Hoogte uitkering verplichte AOV

De uitkering wordt berekend op basis van de belastbare winst uit onderneming die de zelfstandige in het kalenderjaar onmiddellijk voorafgaand aan het begin van zijn arbeidsongeschiktheid als zelfstandige gemiddeld per dag had. Is een zelfstandige bijvoorbeeld op 1 april 2032 ziek geworden en is hij een jaar later (1 april 2033) als arbeidsongeschikt beoordeeld, dan kijkt UWV naar de belastbare winst uit het jaar 2031 (van 1 januari tot 31 december). Dit voorkomt dat de periode van ziekte na 1 april 2032, waarbij de zelfstandige hoogstwaarschijnlijk minder winst maakte vanwege de ziekte of gebrek, gevolgen heeft voor de hoogte van de uitkering.
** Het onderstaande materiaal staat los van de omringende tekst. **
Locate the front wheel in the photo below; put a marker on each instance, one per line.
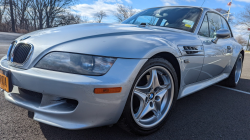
(235, 75)
(152, 97)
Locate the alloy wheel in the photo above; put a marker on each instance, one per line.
(152, 97)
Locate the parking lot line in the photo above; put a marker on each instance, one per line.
(233, 89)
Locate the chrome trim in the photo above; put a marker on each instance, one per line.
(14, 64)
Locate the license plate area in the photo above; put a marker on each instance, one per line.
(5, 80)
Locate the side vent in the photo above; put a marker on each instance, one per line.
(191, 50)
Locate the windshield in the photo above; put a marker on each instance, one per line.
(184, 18)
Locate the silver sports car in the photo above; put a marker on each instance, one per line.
(130, 74)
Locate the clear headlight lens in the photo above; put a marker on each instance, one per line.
(76, 63)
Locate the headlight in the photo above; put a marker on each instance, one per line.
(76, 63)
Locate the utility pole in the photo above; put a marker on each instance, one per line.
(248, 40)
(229, 4)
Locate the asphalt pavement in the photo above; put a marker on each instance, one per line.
(212, 113)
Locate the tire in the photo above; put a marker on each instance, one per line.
(234, 78)
(161, 100)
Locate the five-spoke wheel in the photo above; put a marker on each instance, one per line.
(152, 96)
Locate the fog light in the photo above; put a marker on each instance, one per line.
(108, 90)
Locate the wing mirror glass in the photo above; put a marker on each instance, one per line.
(220, 34)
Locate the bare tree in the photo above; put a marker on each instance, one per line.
(241, 40)
(243, 18)
(67, 19)
(123, 12)
(99, 16)
(224, 13)
(54, 8)
(28, 15)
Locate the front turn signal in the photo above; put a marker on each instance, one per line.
(108, 90)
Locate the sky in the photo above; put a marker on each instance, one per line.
(88, 8)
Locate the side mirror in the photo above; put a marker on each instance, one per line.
(222, 33)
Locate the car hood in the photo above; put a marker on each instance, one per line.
(114, 40)
(54, 36)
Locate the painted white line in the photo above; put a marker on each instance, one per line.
(234, 89)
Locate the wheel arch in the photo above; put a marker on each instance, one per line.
(173, 60)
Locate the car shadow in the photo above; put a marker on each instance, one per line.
(213, 113)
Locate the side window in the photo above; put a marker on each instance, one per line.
(204, 28)
(151, 20)
(215, 24)
(225, 25)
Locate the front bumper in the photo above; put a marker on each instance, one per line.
(92, 109)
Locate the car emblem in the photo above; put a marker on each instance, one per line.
(25, 38)
(151, 96)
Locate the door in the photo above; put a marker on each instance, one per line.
(217, 55)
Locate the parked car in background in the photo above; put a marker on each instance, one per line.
(89, 75)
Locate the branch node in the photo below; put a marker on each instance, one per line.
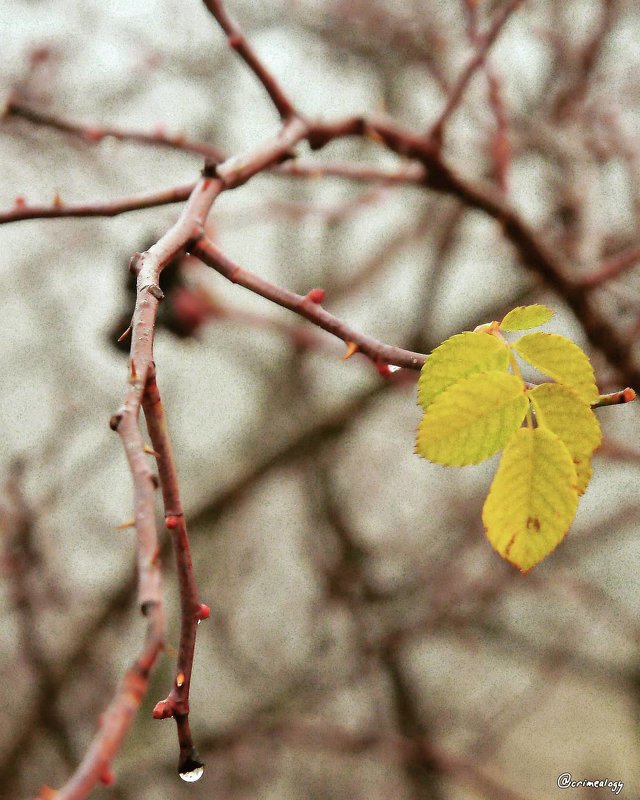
(156, 291)
(210, 169)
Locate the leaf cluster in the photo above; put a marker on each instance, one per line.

Arbeidsongeschiktheidscriterium

Voor de verplichte AOV gaat een zogeheten ‘drempelfunctievariant’ gelden. Dit arbeidsongeschiktheidscriterium houdt in dat zelfstandigen recht hebben op een uitkering als zij vanwege ziekte niet langer het wettelijk minimumloon kunnen verdienen. De zelfstandige kan aanspraak maken op een uitkering als hij (of zij) door ziekte of een gebrek, zijn eigen werk niet meer kan doen en ook niet meer met ander werk het wettelijk minimumloon per maand kan verdienen. UWV beoordeelt dit.

IB-ondernemers

De verplichte AOV moet gaan gelden voor alle ondernemers die inkomstenbelasting betalen (IB-ondernemers). De verzekering is niet van toepassing op directeur-grootaandeelhouders en ‘resultaatgenieters’. De laatste groep bestaat uit mensen die belasting betalen over inkomsten uit overig werk, bijvoorbeeld een bijbaan of een vergoeding voor vrijwilligerswerk. Ook geldt hij niet voor levenspartners die meewerken in de onderneming. De verwachting is dat de verplichte AOV er tussen 2027 en 2029 komt. Tegen de uitvoerbaarheid van de wet bestonden eerder bezwaren bij de Belastingdienst en UWV. Het huidige wetsvoorstel lijkt dit met onder andere een vaste wachttijd, geen vrijstellingsmogelijkheid en minder keuzeruimte voor zelfstandigen op te vangen. Ook zou volgens een juridische analyse namens de Werkvereniging een aparte, verplichte arbeidsongeschiktheidsverzekering voor zzp’ers in strijd zijn met Europees recht.